Por Mons. Alberto Iniesta.
La providencia de Dios:
Se dice que el poeta nace; no se hace. Puede que sea verdad, aunque quizá sea más seguro quedarse con todo. Es decir, que se necesiten ciertas cualidades innatas, pero también sean convenientes la formación y la cultura literaria. Ahora bien, respecto a los profetas, sería un error decir lo mismo que para los poetas. Aparte de Jesús de Nazaret, la Palabra de Dios entre los hombres, y Juan, su precursor, escogido por Dios desde el vientre de su madre, nadie nace profeta, nadie tiene el derecho de ser el portavoz de Dios, el gran heraldo, el mensajero de noticias que vienen desde el cielo a la tierra. (Como es obvio, no atendemos aquí a la ciencia divina, que todo lo conoce de antemano, sino a la condición humana, aun dentro de la historia de la salvación, que tiene que ir descubriendo los caminos del hombre paso a paso).

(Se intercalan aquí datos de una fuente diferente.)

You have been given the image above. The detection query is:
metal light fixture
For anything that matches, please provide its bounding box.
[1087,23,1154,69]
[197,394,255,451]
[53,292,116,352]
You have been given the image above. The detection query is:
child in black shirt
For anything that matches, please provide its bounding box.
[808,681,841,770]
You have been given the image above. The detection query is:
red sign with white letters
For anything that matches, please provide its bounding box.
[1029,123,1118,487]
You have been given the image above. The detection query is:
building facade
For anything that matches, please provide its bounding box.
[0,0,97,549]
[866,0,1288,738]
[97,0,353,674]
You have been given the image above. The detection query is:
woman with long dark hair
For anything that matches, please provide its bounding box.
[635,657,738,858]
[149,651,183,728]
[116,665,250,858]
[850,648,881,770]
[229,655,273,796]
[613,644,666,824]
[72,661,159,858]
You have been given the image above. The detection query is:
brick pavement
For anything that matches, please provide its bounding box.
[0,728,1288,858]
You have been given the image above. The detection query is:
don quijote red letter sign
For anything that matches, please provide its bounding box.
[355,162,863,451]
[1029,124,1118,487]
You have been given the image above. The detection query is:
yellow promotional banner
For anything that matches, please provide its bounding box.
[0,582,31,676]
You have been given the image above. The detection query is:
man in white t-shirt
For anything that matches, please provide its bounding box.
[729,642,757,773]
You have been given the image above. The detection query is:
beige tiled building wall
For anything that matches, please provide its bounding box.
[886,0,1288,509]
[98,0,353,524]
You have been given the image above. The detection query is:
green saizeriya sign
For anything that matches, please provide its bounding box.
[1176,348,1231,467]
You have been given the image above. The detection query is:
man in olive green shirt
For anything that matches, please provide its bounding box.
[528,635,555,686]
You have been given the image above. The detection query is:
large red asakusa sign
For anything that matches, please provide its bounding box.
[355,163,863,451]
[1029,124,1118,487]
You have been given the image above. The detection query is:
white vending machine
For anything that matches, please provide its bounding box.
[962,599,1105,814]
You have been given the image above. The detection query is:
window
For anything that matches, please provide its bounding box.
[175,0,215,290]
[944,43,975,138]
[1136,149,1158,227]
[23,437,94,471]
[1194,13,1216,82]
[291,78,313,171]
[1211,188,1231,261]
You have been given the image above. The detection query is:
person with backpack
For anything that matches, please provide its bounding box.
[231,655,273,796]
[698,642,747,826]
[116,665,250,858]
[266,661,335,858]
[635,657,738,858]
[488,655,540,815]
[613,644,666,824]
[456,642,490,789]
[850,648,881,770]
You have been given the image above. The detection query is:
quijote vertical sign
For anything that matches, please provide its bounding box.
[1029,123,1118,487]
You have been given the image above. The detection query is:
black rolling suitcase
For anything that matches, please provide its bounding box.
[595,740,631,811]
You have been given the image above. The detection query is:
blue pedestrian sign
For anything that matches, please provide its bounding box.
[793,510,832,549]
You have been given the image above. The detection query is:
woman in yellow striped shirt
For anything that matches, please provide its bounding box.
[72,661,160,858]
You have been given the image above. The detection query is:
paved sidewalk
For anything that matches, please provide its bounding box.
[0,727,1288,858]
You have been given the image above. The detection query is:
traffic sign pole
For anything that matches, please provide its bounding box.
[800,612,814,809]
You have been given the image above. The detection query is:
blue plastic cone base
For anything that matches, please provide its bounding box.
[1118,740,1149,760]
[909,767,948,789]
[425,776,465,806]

Bien mirado, sí que somos profetas los cristianos, todos en general, por el bautismo, que, como dijo San Pedro y recordó el último Concilio, nos hace partícipes del sacerdocio, la realeza y el profetismo de Jesucristo. Pero aun en este caso, nos viene como regalo, como don a nuestra existencia humana y natural. Aparte de que se trata nada menos, pero tampoco nada más que del cimiento, y, como dice el refrán, «hasta segar, todo es hierba», y se requerirán aún muchas gracias de Dios y muchos sudores de los hombres hasta llegar, si Dios lo quiere y el hombre lo consiente, a que algunos cristianos puedan ser ministros, servidores de la Palabra de Dios, y sólo podrá atreverse a realizar este servicio el que sea llamado por el Espíritu Santo a través de las mediaciones de la Iglesia, como uno de los muchos carismas que el Espíritu reparte para el bien de la comunidad.

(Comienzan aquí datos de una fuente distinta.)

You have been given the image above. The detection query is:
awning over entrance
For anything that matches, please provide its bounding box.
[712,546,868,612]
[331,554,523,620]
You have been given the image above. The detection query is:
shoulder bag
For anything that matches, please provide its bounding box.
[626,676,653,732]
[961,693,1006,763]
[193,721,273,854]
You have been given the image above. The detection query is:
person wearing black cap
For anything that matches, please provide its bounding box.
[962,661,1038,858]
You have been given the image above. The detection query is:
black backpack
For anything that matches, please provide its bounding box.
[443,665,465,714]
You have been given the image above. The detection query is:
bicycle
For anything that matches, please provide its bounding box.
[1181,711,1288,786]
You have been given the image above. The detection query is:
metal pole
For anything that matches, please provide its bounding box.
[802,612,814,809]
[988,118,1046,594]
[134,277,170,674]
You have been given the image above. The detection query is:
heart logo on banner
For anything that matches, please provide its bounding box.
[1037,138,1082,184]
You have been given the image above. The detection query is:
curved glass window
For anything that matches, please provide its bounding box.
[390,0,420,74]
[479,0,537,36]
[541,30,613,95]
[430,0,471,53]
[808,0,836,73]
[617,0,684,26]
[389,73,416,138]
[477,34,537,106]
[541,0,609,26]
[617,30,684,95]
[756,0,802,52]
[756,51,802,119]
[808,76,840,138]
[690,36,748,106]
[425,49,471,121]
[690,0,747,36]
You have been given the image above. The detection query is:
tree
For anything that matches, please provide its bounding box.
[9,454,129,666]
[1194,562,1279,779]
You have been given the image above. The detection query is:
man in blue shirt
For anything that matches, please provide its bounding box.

Como dijo Jesús a Nicodemo: «El viento sopla donde quiere, y oyes su voz, pero no sabes de dónde viene ni a dónde va. Así es todo el que nace del Espíritu» (Jn 3,8). Lo mismo que Abraham, lo mismo que todos los hombres de fe, Antonio fue llevado por los caminos de Dios de la mano de su providencia, misteriosa pero eficaz, según aquello del Deutero Isaías: «Porque no son mis pensamientos vuestros pensamientos, ni vuestros caminos son mis caminos» (Is 55,8-9).
Teniendo en cuenta la imprecisión de algunas fechas y redondeando un poco, bien podríamos dividir su vida -dejando aparte los años de su infancia, tan importantes para toda persona, pero de la que no tenemos datos ciertos- en tres décadas: la de estudiante, la de agustino y la de franciscano. En la primera, Fernando recibió su formación básica humana y cristiana en el Colegio de la Catedral, muy cerca de la casa de sus padres. Allí, como estudiante y como servidor de la liturgia o acólito, conoció a la vez el culto y la cultura, la fe cristiana y el pensamiento humano, tan ensamblados en su tiempo, como que hasta aprendió a leer en el Salterio, según el latín de la Vulgata.

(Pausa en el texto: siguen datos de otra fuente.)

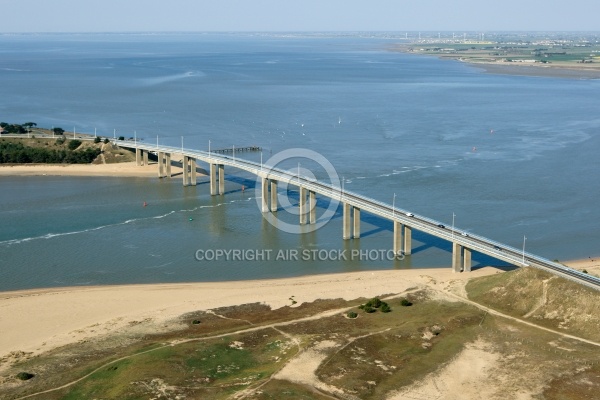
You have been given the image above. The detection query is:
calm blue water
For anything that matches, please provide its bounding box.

Allí escuchó también la voz de Dios, su vocación a la vida religiosa, que le llevó en su segunda etapa al monasterio de los canónigos regulares de San Agustín, en las afueras de Lisboa, desde donde pasó, dos años después, al monasterio de la misma orden en Coimbra. En esa década, la vida de Fernando estaba centrada en la liturgia, la meditación y el estudio de la Sagrada Escritura y de los Padres, la ascesis, el recogimiento y algo de ministerio pastoral, todo dentro del orden y el cumplimiento de la Regla. Entonces adquirió aquel profundo y extenso conocimiento de la Biblia que hizo decir a algunos de sus contemporáneos, con cierta exageración, que se sabía de memoria todo el Antiguo y el Nuevo Testamento. Asimismo profundizó en los Santos Padres, en especial San Agustín, como es de suponer, pero también de San Gregorio Magno, San Bernardo y el florilegio patrístico de la «Glosa», todo lo cual lo cita con frecuencia en sus sermones, amén de las «Sentencias» de Lombardo y la espiritualidad de los Victorinos.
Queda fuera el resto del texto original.